Graffiti at Park Santiago

Is the City of Santa Ana’s anti-grafitti ordinance working?  I walked from my house in the Park Santiago neighborhood this afternoon over to the Barnes and Noble bookstore on Main St., and you would not believe the amount of graffiti I saw en route!

The picture above shows some of this graffiti, over in Park Santiago, in the area that leads under Main St., to the Discovery Science Center.

It really does not seem like the new ordinance has done anything to stop our graffiti problem.

I predicted all along that it would fail.  Taggers are not afraid of jail time or fines.  And they do their work late at night or in the early morning when our Santa Ana Police Department is busy fighting other crimes.

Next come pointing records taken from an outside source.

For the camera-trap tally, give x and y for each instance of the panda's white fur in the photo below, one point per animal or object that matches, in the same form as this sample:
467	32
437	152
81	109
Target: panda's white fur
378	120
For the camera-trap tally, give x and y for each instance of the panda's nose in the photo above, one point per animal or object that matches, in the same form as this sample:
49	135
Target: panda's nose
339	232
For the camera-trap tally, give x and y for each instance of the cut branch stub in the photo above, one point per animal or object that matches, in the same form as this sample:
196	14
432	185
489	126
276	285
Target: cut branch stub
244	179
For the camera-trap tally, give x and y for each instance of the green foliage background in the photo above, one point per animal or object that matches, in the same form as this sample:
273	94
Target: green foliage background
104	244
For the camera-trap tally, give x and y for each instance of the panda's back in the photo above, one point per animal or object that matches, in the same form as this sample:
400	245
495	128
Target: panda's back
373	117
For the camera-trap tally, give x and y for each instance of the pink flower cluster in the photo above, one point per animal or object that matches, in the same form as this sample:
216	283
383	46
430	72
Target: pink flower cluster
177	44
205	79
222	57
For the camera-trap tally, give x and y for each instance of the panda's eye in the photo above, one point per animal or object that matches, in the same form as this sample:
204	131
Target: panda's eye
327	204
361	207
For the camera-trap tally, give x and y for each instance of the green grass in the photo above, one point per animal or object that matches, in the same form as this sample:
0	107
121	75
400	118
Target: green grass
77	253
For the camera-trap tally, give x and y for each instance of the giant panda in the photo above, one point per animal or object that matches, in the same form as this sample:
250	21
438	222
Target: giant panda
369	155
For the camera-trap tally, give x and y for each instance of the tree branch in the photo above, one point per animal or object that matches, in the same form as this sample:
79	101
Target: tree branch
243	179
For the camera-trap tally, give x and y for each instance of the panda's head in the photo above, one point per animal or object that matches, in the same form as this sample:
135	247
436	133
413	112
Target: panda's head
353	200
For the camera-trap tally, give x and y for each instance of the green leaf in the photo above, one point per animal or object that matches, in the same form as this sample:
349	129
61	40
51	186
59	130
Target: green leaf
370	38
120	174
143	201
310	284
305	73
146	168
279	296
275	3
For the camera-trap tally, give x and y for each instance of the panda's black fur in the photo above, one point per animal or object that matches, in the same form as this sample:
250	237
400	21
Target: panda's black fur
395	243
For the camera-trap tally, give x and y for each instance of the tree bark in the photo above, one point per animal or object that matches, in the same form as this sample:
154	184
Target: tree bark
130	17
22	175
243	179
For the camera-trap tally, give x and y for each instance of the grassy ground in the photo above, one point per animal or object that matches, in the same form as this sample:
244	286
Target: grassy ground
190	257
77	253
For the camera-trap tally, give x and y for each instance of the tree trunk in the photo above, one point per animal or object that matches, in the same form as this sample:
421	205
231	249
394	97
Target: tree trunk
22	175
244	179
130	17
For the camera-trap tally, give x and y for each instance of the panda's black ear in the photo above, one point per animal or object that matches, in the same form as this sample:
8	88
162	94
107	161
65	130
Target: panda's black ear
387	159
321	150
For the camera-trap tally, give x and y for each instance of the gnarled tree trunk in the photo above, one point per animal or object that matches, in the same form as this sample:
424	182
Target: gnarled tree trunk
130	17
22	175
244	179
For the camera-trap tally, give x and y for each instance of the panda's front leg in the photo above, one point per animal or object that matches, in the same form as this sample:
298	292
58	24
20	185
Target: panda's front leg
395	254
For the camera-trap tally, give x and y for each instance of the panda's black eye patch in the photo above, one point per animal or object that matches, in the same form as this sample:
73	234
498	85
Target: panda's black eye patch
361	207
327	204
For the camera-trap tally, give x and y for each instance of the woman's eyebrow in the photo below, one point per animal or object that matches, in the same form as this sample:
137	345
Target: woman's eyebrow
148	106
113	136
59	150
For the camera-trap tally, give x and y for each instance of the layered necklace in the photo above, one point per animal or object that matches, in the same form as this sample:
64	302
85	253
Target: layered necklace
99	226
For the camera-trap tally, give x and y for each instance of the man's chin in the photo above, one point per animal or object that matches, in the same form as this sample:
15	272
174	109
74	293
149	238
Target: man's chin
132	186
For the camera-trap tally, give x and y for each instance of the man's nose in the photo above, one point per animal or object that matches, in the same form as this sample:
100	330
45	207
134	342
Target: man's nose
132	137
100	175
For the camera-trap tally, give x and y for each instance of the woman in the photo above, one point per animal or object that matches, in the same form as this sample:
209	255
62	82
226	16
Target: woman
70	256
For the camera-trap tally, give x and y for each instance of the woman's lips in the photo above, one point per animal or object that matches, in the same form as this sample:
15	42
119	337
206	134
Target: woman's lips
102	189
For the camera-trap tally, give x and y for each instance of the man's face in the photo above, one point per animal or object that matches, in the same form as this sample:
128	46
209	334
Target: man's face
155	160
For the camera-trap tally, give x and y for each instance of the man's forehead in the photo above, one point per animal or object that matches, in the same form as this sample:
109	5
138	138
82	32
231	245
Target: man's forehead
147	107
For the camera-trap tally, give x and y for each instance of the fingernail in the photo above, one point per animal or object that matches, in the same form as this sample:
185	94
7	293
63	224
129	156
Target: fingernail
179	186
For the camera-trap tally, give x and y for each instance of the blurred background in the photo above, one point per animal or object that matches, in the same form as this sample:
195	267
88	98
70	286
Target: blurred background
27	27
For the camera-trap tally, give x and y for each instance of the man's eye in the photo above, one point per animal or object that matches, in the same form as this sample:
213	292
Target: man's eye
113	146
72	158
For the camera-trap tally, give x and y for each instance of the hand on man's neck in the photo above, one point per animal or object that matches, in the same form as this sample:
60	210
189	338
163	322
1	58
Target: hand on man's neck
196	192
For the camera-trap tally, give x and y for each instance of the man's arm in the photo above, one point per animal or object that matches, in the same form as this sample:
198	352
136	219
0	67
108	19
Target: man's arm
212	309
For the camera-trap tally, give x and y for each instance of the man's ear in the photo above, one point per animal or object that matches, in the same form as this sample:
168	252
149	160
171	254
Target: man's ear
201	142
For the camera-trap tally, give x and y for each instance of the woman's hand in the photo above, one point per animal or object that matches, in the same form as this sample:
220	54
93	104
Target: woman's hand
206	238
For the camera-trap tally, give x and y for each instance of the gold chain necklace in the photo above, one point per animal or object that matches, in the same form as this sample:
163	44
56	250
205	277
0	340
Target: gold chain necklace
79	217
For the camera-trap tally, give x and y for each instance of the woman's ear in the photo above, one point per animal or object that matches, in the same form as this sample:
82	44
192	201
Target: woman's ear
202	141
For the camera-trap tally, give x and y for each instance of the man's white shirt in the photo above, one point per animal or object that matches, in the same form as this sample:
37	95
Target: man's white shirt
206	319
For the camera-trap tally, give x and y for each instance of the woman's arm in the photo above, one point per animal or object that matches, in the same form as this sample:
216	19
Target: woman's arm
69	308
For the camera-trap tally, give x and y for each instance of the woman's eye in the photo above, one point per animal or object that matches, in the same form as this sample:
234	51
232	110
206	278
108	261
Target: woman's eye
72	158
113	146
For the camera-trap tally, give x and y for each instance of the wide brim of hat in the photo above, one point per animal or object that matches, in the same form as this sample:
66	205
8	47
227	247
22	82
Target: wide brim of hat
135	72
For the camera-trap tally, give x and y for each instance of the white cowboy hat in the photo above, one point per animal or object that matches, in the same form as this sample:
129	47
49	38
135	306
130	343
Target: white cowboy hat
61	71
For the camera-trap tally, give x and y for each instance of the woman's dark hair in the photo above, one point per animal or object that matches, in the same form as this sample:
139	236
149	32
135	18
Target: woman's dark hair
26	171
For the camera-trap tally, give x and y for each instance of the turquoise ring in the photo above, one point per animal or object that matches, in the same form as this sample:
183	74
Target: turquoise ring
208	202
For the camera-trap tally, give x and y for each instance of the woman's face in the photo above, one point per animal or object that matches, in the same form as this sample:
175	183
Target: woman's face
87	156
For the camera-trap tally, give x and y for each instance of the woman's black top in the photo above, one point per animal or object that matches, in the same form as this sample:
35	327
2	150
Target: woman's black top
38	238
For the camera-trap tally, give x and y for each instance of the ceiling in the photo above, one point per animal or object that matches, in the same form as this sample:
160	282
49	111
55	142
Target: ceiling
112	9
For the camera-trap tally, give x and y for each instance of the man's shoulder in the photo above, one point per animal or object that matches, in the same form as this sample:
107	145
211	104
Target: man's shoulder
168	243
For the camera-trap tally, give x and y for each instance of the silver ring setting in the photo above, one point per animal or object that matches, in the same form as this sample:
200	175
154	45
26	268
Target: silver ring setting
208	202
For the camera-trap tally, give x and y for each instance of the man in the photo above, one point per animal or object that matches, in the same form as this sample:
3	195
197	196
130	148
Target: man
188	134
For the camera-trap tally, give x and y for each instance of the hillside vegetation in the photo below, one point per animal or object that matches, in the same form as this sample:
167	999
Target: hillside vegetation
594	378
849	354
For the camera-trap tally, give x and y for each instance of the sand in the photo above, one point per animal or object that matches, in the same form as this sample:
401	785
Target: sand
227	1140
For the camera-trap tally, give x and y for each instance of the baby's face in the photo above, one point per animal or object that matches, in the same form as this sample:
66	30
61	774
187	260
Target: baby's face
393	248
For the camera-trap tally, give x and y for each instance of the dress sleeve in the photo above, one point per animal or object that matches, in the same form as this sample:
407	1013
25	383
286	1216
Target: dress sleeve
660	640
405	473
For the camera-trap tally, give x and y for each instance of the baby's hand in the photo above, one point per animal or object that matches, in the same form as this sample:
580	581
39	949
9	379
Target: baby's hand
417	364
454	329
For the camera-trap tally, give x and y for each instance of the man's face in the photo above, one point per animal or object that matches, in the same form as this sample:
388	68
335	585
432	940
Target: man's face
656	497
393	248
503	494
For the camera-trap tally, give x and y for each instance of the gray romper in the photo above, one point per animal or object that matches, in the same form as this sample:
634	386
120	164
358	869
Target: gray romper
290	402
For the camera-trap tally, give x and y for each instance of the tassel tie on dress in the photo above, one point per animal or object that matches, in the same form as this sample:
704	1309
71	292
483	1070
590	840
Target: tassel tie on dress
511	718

Is there a solution to our city’s growing graffiti problem?  I think a lot of the problem stems from the lack of things to do in town.  Sure, we have a lot of activities for adults, but we have a park shortage, and not enough sports fields.  And have only one mail library and one small auxiliary branch on the west side.

On the plus side, we have a discount movie theater at the MainPlace Mall, that shows older films for less than $2 but we don’t have a first-class movie theater for new movies.  And although we are the youngest city in Orange County, we don’t even have our own Chuck E. Cheese restaurant!

I hope that our city leaders consider changing our regulations next year to make it easier and less expensive to open new businesses here in town.  We have the most expensive business licenses in Orange County, and it is not close.  It is so sad to drive around and see so many vacancies.  The graffiti just makes it worse.

The sinking economy has also made it even tougher for parents.  Many are now working two jobs as they struggle to survive.  That could be part of the graffiti problem – parents don’t know what their kids are up to.

Would more security  cameras do the trick?  Or perhaps using uniformed security guards to augment our short-handed police force?

Graffiti is certainly a problem, but increased fines and jail time are pointless if taggers don’t care and the SAPD can’t catch them.  If we can do more to head off the problem by working with our youth and helping our working families we would be far better off.